Psychopathes, comme les tueurs en série? Oui, mais sans le côté criminel. On en retrouve aussi comme chef d'entreprise, avocat, vendeur, journaliste ou chirurgien. Parfois, ces personnes ont même davantage de succès dans certaines tâches que leurs collègues «normaux», avance Kevin Dutton.

Pour être un psychopathe confirmé, il faut notamment un sang-froid à toute épreuve, un talent pour la manipulation et la persuasion, un esprit pragmatique ainsi qu'une absence d'empathie. Ces caractéristiques peuvent être des atouts dans certaines professions. Ça vous dit quelque chose?

«Le psychopathe a certaines tendances extrêmes qui peuvent mener à l'excellence, mais il y aura des dommages collatéraux», prévient Julie Carignan, psychologue chez SPB Psychologie organisationnelle. Par exemple, un psychopathe peut engendrer un tel stress parmi les membres de son équipe qu'ils commettront davantage d'erreurs.

Les résultats à tout prix

En raison de leur personnalité particulière, les psychopathes sont plus attirés par certaines professions. Certains milieux de travail valorisent également le fait d'être prêt à tout pour atteindre le sommet. Ils encouragent les attitudes psychopathiques. «C'est le cas des organisations qui mettent beaucoup de pression pour obtenir des indicateurs de performances plus quantitatifs que qualitatifs, comme le chiffre d'affaires ou les indices boursiers», indique Gérard Ouimet, psychologue et professeur à HEC Montréal. Dans certaines organisations, jusqu'à 70% de la rémunération est composée de bonis individuels. Cela attire les psychopathes.

Selon Kevin Dutton, c'est parmi les chefs d'entreprise que l'on retrouve le plus de psychopathes. «Dans un poste semblable, ils modulent la culture de l'entreprise en fonction de leur personnalité et de leur perception du monde, note M. Ouimet. Ils vont donc encourager les comportements psychopathiques: être axé sur les résultats, demeurer insensible, etc. Pour eux, l'essentiel est l'atteinte des résultats, peu importe les individus et les conséquences pour ceux-ci.»

Des spécialistes estiment que les psychopathes représentent de 1% à 2% de la population. Plusieurs, parmi ceux-ci, ne deviendront jamais des criminels.
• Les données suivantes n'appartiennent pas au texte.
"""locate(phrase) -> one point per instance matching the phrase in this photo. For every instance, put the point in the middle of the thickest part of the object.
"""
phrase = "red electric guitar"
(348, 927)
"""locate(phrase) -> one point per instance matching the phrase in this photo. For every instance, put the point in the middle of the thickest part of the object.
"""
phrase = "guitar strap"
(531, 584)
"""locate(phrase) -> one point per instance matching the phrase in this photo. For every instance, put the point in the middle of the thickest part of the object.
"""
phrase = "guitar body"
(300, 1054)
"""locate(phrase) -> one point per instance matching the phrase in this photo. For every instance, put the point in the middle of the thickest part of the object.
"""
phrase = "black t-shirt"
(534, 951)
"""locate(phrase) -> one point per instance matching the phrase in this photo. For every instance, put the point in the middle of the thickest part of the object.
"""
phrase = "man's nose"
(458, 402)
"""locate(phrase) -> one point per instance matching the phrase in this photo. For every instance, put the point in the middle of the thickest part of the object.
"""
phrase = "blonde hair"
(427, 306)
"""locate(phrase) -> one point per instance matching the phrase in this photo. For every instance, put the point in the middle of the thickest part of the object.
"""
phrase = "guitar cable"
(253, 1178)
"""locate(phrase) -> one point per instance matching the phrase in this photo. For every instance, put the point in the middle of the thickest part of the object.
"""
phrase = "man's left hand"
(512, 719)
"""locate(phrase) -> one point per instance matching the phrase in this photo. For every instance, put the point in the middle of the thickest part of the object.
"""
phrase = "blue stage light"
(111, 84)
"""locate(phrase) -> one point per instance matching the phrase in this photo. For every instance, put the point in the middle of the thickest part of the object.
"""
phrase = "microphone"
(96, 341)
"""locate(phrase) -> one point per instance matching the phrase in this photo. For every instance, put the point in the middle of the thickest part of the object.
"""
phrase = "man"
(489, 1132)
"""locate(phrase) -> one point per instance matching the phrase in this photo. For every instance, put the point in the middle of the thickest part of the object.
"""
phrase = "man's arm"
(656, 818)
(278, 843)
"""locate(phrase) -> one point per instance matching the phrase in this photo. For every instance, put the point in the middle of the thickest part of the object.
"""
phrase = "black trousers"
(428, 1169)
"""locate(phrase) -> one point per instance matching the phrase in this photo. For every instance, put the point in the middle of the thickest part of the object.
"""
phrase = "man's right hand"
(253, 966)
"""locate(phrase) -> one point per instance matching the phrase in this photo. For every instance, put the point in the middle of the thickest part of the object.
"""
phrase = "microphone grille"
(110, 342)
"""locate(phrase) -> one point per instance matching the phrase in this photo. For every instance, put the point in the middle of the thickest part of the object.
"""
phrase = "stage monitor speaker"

Leur nombre demeure cependant difficile à évaluer, car un psychopathe ne consultera jamais un psychologue, note M. Ouimet.

Ils sont d'autant plus ardus à détecter qu'ils peuvent aussi être tout à fait charmants. «Ce sont des gens qui sont très charmeurs et persuasifs, note Gérard Ouimet. Le psychopathe primaire fonctionne grâce à la tromperie. Tout est basé sur l'image, les apparences, la flagornerie et la manipulation.» Les criminels en cravate en sont de parfaits exemples, selon lui. Ils sont d'habiles baratineurs.

Que faire si un psychopathe occupe le bureau d'à côté? «Avoir un collègue avec une personnalité toxique peut nuire à notre santé. Si on a de l'autorité pour intervenir, on doit le faire. Si on n'en a pas, on peut influencer le patron. Si on n'a ni pouvoir ni influence, on peut partir», résume Julie Carignan.

Abus de pouvoir

Les psychopathes abusent de leur pouvoir, remarque M. Ouimet. Les patrons devraient donc leur en donner le moins possible. Des mécanismes de surveillance aléatoires sont également essentiels pour éviter qu'ils se transforment en criminels en col blanc. Devant un collègue psychopathe, il suggère de limiter les conversations au minimum nécessaire. Tout ce que vous direz pourra être utilisé contre vous!

Julie Carignan prévient toutefois de ne pas accoler trop rapidement une étiquette aux gens. «Je préconise de commencer par laisser le bénéfice du doute et ouvrir la discussion pour essayer de comprendre l'attitude de la personne.»